ただ、初めて読んだときはあまりに密度の高い情報量(情報量とはたしかクロード・シャノンの
情報工学の定義ではいままで知らなかった情報こそ「情報」としての価値があり、量として
計測されるべきものとかいう意味の文章を読んだことがありますが、その意味に照らすと
ほとんどの人にとってこれほど「未知」の情報を含んだ書籍もないのではないかと思います。)

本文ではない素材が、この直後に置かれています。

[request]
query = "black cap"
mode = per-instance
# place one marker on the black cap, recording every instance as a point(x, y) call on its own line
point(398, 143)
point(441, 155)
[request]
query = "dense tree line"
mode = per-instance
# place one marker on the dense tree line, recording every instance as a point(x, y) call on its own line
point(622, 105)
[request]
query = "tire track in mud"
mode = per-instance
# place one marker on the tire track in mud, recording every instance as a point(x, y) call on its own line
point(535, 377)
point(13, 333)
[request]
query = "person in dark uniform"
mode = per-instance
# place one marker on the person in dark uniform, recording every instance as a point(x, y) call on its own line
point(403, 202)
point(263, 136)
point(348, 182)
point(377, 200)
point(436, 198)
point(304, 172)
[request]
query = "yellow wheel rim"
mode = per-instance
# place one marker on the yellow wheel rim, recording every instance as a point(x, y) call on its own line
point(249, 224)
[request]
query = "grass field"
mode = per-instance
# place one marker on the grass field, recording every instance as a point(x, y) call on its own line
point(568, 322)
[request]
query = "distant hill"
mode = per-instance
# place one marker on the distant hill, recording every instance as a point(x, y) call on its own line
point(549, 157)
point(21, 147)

に圧倒されて、自分ではかなりの本の虫と自負していたんですが、頭が痛くなりました。
この本はサラッと流して終わりというものではなくて、何度も何度も読みかえして
意味をその都度理解していくべき本だと思います。
実際、この本を読んで1年以上経ちましたが、今だに「こういう意味だったのか!」と気づかされる
内容でいっぱいです。
それにこの本を読んでしまうと、巷に溢れているレディメイドのマスコミニュケーションへのめりこむことが
以前のようにはできなくなってしまいました。
映画・テレビ・ポップス・雑誌・新聞etc・・・・・・・虚しくなってしまいます。
しかし、また「お金」がたくさん欲しい、通貨をたくさん持った生活をしたいという欲求は捨てがたくあり
また、その考えを捨てるのは死の恐怖に匹敵する強固さを自分の中に感じます。
そんな自分の心に気づくにつれ、バックミンスター・フラーの生き方に驚嘆という言葉でも形容しきれない
感情がそのたびに沸き起こるんです・・・・・・・・・・
しかし、気づいてしまったからには以前の自分には戻れない、そんな本です。